The central question that I ask in my research along this direction is "How to organize the world's information and make it universally accessible and useful?" Specifically, I consider the question: how does a computer see the Internet and web pages?

 The Internet can be naturally represented as a huge graph such that its nodes represent the web pages and its edges represent the hyperlinks. Based on this model, a lot of link analysis algorithms have been proposed to improve the performance of web search. One problem of this model is that the web pages are actually not the smallest information units. In fact, in most cases, a web page can contain various topics and hence the web page might not be considered as the atomic unit. Based on this observation, we have proposed a new link analysis algorithm, called "Block Level Link Analysis". The new algorithm partitions the web pages into blocks. By extracting the page-to-block, block-to-page relationships from link structure and page layout analysis, we can construct a semantic graph over the WWW such that each node exactly represents a single semantic topic.  We further developed two ranking algorithms, block level PageRank and block level HITS.  You can find a lot of comments on this work on the web. Click here!
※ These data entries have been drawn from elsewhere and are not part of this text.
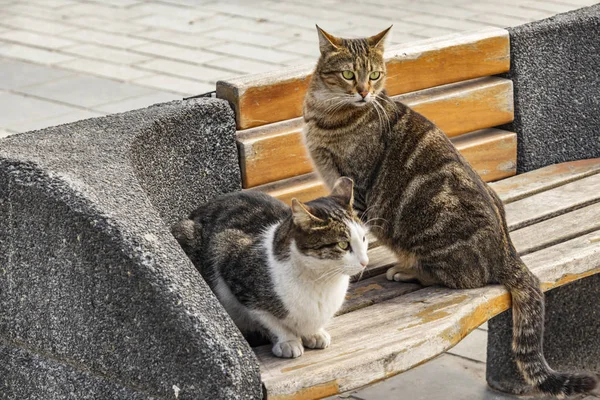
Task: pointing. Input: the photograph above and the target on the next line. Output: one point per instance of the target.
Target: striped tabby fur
(444, 223)
(279, 271)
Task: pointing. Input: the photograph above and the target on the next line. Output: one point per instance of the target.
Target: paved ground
(64, 60)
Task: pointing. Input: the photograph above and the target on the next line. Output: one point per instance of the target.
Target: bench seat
(388, 327)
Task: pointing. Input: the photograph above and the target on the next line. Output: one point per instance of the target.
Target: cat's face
(350, 71)
(328, 230)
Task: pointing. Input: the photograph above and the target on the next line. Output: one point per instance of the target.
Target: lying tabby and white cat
(434, 211)
(281, 271)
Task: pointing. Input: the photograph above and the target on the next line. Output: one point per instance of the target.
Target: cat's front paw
(319, 340)
(288, 349)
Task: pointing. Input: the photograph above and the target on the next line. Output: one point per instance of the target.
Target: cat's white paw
(289, 349)
(319, 340)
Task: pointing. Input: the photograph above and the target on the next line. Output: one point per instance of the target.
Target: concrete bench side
(97, 298)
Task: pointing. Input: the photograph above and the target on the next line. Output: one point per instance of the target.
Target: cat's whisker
(384, 115)
(329, 275)
(361, 274)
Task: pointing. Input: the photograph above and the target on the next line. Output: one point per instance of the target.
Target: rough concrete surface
(98, 300)
(554, 67)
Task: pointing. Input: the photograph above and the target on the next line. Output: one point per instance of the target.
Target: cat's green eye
(348, 75)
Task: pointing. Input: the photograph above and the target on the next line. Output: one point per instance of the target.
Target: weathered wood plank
(557, 230)
(276, 151)
(278, 96)
(539, 180)
(553, 202)
(367, 292)
(527, 240)
(492, 152)
(304, 188)
(387, 338)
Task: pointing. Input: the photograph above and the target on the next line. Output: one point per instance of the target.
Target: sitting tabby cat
(278, 270)
(433, 210)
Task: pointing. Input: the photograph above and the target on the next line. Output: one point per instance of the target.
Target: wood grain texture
(557, 230)
(278, 96)
(546, 178)
(276, 151)
(393, 335)
(387, 338)
(550, 203)
(492, 152)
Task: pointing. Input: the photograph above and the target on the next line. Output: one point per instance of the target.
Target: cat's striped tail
(528, 335)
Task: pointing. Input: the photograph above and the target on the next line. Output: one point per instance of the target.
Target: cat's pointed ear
(343, 189)
(327, 42)
(378, 40)
(302, 216)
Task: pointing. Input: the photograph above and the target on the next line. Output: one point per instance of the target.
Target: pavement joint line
(16, 92)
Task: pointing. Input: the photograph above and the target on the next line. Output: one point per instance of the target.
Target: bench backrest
(447, 79)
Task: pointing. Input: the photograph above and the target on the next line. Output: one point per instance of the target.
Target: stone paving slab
(63, 60)
(184, 46)
(15, 74)
(86, 91)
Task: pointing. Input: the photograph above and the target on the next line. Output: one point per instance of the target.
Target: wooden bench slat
(374, 287)
(367, 292)
(557, 230)
(553, 202)
(394, 335)
(492, 152)
(539, 180)
(276, 151)
(278, 96)
(387, 338)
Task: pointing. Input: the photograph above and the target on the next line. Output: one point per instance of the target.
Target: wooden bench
(387, 327)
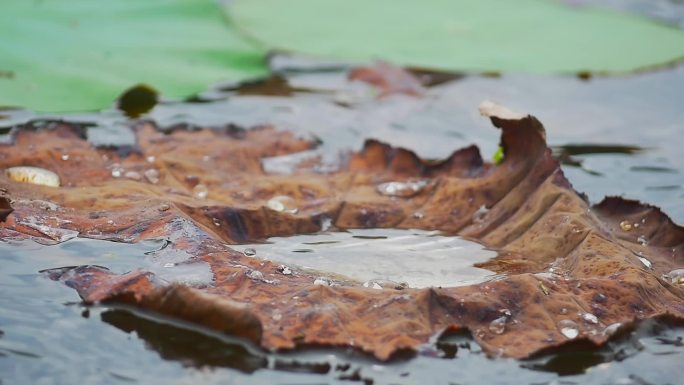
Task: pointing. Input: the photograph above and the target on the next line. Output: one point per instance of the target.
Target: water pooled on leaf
(676, 276)
(401, 189)
(282, 203)
(590, 318)
(626, 225)
(642, 240)
(419, 258)
(568, 328)
(200, 191)
(498, 326)
(152, 175)
(33, 175)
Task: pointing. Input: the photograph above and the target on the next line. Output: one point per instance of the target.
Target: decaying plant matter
(566, 270)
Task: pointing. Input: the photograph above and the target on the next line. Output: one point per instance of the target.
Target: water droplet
(117, 170)
(200, 191)
(498, 326)
(326, 223)
(590, 318)
(256, 275)
(676, 276)
(282, 203)
(645, 262)
(372, 285)
(642, 240)
(599, 297)
(480, 213)
(401, 189)
(152, 175)
(134, 175)
(611, 329)
(33, 175)
(568, 328)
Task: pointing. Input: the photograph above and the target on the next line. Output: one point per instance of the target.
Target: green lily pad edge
(80, 55)
(531, 36)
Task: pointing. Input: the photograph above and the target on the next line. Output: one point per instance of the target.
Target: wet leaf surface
(567, 270)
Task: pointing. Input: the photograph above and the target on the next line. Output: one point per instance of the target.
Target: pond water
(616, 136)
(48, 337)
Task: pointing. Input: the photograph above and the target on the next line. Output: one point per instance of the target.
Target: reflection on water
(631, 127)
(610, 114)
(376, 257)
(46, 336)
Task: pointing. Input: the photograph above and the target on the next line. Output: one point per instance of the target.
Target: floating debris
(401, 189)
(568, 328)
(33, 175)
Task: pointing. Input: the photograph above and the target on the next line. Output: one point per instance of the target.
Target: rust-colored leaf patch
(566, 270)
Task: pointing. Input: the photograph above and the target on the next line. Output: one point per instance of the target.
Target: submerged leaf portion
(566, 270)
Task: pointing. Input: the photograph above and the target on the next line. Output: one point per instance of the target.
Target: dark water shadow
(192, 348)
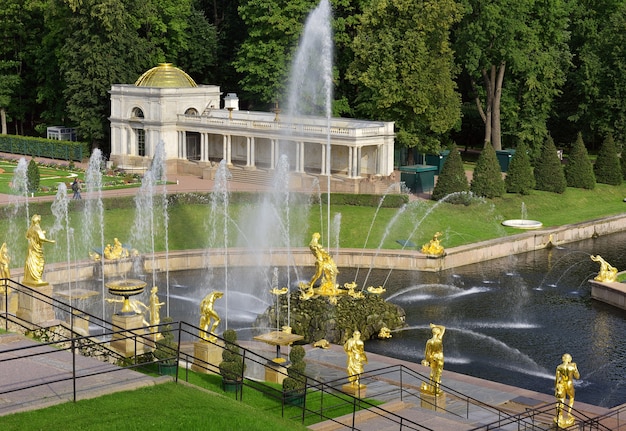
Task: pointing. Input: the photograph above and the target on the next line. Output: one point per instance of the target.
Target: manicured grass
(167, 406)
(361, 227)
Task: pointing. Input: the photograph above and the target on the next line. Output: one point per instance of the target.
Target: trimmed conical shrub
(607, 167)
(579, 170)
(452, 178)
(549, 174)
(487, 180)
(520, 178)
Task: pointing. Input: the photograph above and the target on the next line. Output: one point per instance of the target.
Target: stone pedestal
(433, 402)
(80, 323)
(358, 391)
(275, 373)
(11, 301)
(36, 306)
(124, 342)
(209, 355)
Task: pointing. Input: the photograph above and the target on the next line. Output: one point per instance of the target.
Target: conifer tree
(549, 174)
(579, 170)
(452, 177)
(520, 178)
(607, 167)
(487, 180)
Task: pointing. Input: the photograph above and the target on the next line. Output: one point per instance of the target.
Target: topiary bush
(487, 180)
(607, 167)
(452, 178)
(232, 366)
(520, 178)
(549, 174)
(579, 170)
(296, 380)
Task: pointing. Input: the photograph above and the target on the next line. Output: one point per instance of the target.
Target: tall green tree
(519, 176)
(579, 170)
(607, 167)
(264, 57)
(404, 69)
(522, 43)
(487, 179)
(549, 175)
(592, 98)
(452, 178)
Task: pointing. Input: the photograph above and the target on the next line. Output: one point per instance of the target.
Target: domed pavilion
(199, 128)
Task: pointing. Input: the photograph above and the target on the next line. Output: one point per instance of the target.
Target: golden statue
(355, 349)
(608, 273)
(434, 247)
(117, 251)
(5, 271)
(206, 314)
(324, 267)
(566, 372)
(433, 358)
(33, 268)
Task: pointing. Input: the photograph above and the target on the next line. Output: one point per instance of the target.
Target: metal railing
(398, 381)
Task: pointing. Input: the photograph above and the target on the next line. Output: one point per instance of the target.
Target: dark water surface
(508, 320)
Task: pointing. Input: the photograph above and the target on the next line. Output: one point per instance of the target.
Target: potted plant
(294, 385)
(232, 366)
(166, 350)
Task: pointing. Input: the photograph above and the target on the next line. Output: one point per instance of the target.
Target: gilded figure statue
(325, 268)
(355, 349)
(116, 251)
(434, 247)
(34, 266)
(207, 312)
(566, 372)
(608, 273)
(433, 358)
(5, 272)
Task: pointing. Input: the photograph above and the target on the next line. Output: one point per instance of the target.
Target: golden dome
(165, 76)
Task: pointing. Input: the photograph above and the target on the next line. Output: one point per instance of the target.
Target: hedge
(40, 147)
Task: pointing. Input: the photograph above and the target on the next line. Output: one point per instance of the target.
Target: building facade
(199, 129)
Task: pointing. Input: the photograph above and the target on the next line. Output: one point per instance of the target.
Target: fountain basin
(522, 224)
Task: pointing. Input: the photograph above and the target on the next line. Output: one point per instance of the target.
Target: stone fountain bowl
(522, 224)
(126, 288)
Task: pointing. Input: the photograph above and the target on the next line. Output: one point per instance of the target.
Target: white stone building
(165, 104)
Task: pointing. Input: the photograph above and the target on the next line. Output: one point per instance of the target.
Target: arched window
(137, 113)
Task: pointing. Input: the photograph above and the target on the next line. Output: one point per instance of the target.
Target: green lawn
(167, 406)
(170, 406)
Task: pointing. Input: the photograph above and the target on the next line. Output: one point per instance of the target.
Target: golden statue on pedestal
(355, 348)
(34, 265)
(433, 358)
(566, 372)
(324, 267)
(5, 271)
(608, 273)
(434, 247)
(207, 312)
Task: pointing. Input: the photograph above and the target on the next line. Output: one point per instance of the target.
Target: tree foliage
(524, 42)
(549, 174)
(404, 68)
(452, 177)
(519, 177)
(487, 179)
(607, 167)
(579, 170)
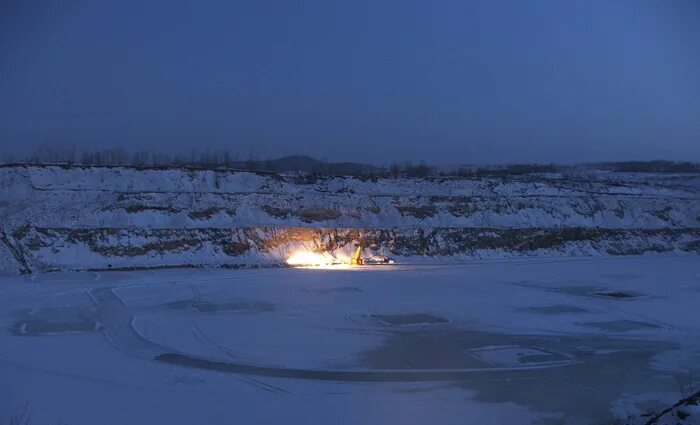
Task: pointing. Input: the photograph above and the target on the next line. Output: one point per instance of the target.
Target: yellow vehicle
(359, 260)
D. Face Representation and Recognition




The Eigenfaces, Fisherfaces and Laplacianfaces calculated from the face images in the Yale database.

Many research works have shown that the face images lie on a sub-manifold (so called face space)  embedded in the high-dimensional ambient space (image space). I am interested in developing the algorithms for face analysis (detection, representation, and recognition) which explicitly take into account the intrinsic face manifold structure. I am also interested in the problems of face alignment. Recently, in a joint work with Shuicheng Yan, Yuxiao Hu, Partha Niyogi and Hong-Jiang Zhang, I have developed a novel face recognition algorithm called "Laplacianfaces". The new algorithm seeks a linear subspace which can best approximates the non-linear face manifold. Recognition can be then performed much more effectively in such a subspace. We have also shown that the canonical "Eigenface" and "Fisherface" methods can be obtained in our framework by using different graph structures.